Any good api to scrape HN other than this?

Y	Hacker News new \| ask \| show \| jobs

	Any good api to scrape HN other than this? (github.com)
	34 points by kaushikfrnd 4565 days ago
	how to scrape HN other then https://github.com/karan/HackerNewsAPI . any good premade library in python ?

19 comments

carbocation 4565 days ago

The robots.txt from news.ycombinator.com reads as follows:

    User-Agent: * 
    Disallow: /x?
    Disallow: /vote?
    Disallow: /reply?
    Disallow: /submitted?
    Disallow: /submitlink?
    Disallow: /threads?
    Crawl-delay: 30

So nominally you should feel free to set up a scraper that crawls one non-disallowed resource every 30 seconds.

link

wslh 4565 days ago

I always asked myself where the HN's data portability policy is? When I back up my submissions and comments I am forced to break the rules.

It would be good to have a way to download ALL your stuff. Ask PG?

link

rrpadhy 4565 days ago

I see that submitted and threads are also not allowed.

What is a safe limit to crawl this data, if I have to absolutely need that data? 30 mins between users? 1 hour between users?

link

kaushikfrnd 4565 days ago

i am following hnsearch api for long and found that they crawl user submission url and user details urls every 2-4 hours or so .

link

nashequilibrium 4565 days ago

rp = robotparser.RobotFileParser()

rp.set_url("https://news.ycombinator.com/news/robots.txt")

rp.read()

# Reads the robots.txt

rp.can_fetch("*", 'https://news.ycombinator.com/news')

>>>> True

link

kaushikfrnd 4565 days ago

cool

link

t0 4565 days ago

But /x? is for the next page.

link

pedrocr 4565 days ago

So apparently you can get two pages of ranking, using / and /news2.

link

randomdata 4565 days ago

Depends on the intent.
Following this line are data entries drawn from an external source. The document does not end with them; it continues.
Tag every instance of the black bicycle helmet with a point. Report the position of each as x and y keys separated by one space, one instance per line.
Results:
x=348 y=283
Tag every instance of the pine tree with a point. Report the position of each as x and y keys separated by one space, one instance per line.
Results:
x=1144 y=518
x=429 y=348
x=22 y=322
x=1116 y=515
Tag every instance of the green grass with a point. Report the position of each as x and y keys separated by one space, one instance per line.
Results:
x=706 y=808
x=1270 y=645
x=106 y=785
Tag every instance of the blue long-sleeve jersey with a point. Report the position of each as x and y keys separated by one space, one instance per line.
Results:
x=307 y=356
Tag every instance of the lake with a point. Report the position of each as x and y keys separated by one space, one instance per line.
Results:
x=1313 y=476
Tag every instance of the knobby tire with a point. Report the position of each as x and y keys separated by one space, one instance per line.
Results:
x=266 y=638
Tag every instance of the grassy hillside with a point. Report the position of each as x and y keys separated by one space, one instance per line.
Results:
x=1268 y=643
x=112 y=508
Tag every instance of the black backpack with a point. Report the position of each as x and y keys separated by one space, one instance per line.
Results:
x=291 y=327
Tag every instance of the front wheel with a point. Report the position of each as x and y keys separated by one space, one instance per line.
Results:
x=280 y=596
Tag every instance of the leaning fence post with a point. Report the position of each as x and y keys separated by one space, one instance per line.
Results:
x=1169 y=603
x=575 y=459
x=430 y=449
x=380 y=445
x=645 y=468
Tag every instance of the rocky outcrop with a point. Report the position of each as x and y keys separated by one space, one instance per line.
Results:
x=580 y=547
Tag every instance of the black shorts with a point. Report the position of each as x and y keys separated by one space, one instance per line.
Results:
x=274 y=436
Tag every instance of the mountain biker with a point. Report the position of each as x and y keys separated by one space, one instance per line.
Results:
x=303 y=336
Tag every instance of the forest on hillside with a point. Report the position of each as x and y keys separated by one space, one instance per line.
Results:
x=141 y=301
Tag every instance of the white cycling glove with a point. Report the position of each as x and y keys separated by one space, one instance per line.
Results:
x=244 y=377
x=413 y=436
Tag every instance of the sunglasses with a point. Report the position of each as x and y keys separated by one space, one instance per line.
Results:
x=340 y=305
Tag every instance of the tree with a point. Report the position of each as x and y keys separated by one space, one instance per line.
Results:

If it is user-initiated (like say a mobile formatted version of the site), it wouldn't have to be obey the robots.txt, since it is not a crawler, just another web browser.

link

kaushikfrnd 4565 days ago

well i am trying to get user submissions also so may be i have to violate the robots.txt

link

napoleond 4565 days ago

Just use https://www.hnsearch.com, along with https://www.hnsearch.com/rss and https://www.hnsearch.com/bigrss if you want to mimic the front page.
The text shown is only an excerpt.